C’était comme s’il n’existait pas. Comme s’il avait été créé par sa tête, comme une hallucination dangereuse, trop charismatique pour être réelle.

Ses doigts glissaient nerveusement sur le pavé tactile tandis qu’elle actualisait encore et encore les mêmes pages.

*Comment quelqu’un d’aussi… imposant peut-il ne laisser aucune trace ?*

Elle pensa à lui.

À ses yeux.

À sa voix.

À son parfum qui l’avait enveloppée comme un piège.

À son attitude froide, dangereuse, presque… hypnotisante.

Elle posa une main sur son front.

— Je deviens folle…, murmura-t-elle pour elle-même.

Ce n’était pas normal de réagir ainsi.

Pas normal de sentir encore son cœur se serrer rien qu’en repensant à son regard.

Pas normal d’avoir l’impression qu’il hantait encore la pièce.

Elle referma brusquement son ordinateur.

*Non. Stop. Il faut que je me reprenne.*

Il était un danger.

Il aurait pu la tuer.

Il pouvait encore la tuer.

Ce genre d’homme ne voulait rien d’autre que le contrôle, la domination, le chaos.

Et pourtant…

Pourquoi sa peau se souvenait-elle encore de la sienne ?

Elle inspira profondément, décidant qu’elle avait besoin de se calmer.

Un bain.
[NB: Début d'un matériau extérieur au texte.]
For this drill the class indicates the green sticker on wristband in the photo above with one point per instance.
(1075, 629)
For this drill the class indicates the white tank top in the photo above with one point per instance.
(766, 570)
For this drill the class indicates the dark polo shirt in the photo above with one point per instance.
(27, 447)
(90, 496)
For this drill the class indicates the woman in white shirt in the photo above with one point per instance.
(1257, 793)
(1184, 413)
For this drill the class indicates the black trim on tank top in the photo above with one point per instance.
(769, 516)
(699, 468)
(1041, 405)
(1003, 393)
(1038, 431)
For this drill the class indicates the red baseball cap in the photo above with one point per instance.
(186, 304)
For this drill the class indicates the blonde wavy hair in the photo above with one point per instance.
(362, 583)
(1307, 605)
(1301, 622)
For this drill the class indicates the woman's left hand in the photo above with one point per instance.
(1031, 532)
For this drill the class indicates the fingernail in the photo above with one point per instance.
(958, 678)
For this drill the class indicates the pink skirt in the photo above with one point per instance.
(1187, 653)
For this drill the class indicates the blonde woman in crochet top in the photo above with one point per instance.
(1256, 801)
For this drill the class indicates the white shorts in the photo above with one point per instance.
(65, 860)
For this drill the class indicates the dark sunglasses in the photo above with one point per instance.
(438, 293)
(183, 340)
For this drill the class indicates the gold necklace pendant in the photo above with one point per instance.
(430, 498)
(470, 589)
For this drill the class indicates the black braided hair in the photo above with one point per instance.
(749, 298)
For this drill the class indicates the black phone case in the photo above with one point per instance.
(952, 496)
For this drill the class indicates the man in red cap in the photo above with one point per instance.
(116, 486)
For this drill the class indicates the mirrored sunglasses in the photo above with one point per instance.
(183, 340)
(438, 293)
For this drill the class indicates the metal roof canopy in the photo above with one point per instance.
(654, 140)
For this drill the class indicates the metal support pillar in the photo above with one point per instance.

Oui. Un long bain.

Elle fila dans la salle de bain, laissant l’eau chaude couler sur ses bras tendus.

Cela lui fit du bien. Un peu.

Juste assez pour respirer de nouveau normalement.

Une fois prête, elle enfila l’ensemble de combinaison qu’elle aimait bien : moulant, chic, confortable, accompagné de ses sandales préférées.

Elle descendit à la salle à manger où elle trouva son père, assis à la table du petit-déjeuner.

Une odeur de café fraîchement moulu flottait dans l’air.

— Bonjour, papa, dit-elle d’une voix douce.

Il releva la tête, l’air déjà plus apaisé que la veille.

— Bonjour, ma chérie. Tu as bien dormi ?

Elle hocha la tête. Mensonge. Mais un mensonge nécessaire.

Ils discutèrent simplement, de tout et de rien. Son père retrouvait son calme, et elle aussi. C’était agréable… presque normal.

Mais soudain, le téléphone d’Arnold vibra.

Il décrocha.

Viviane observa son expression changer progressivement.

Un froncement de sourcils.

Un léger redressement du dos.

Une ombre passant dans son regard.

— Très bien, dit-il à son interlocuteur. Continuez. Je vous rappelle.

Il raccrocha.

Puis ses yeux se posèrent sur elle.

Des yeux durs.

Froids.

Accusateurs.

Viviane sentit son ventre se nouer.

— Viviane…, dit-il d’une voix qu’elle ne lui connaissait pas ce matin-là. Où étais-tu hier ? Et je te prie… de ne pas me mentir.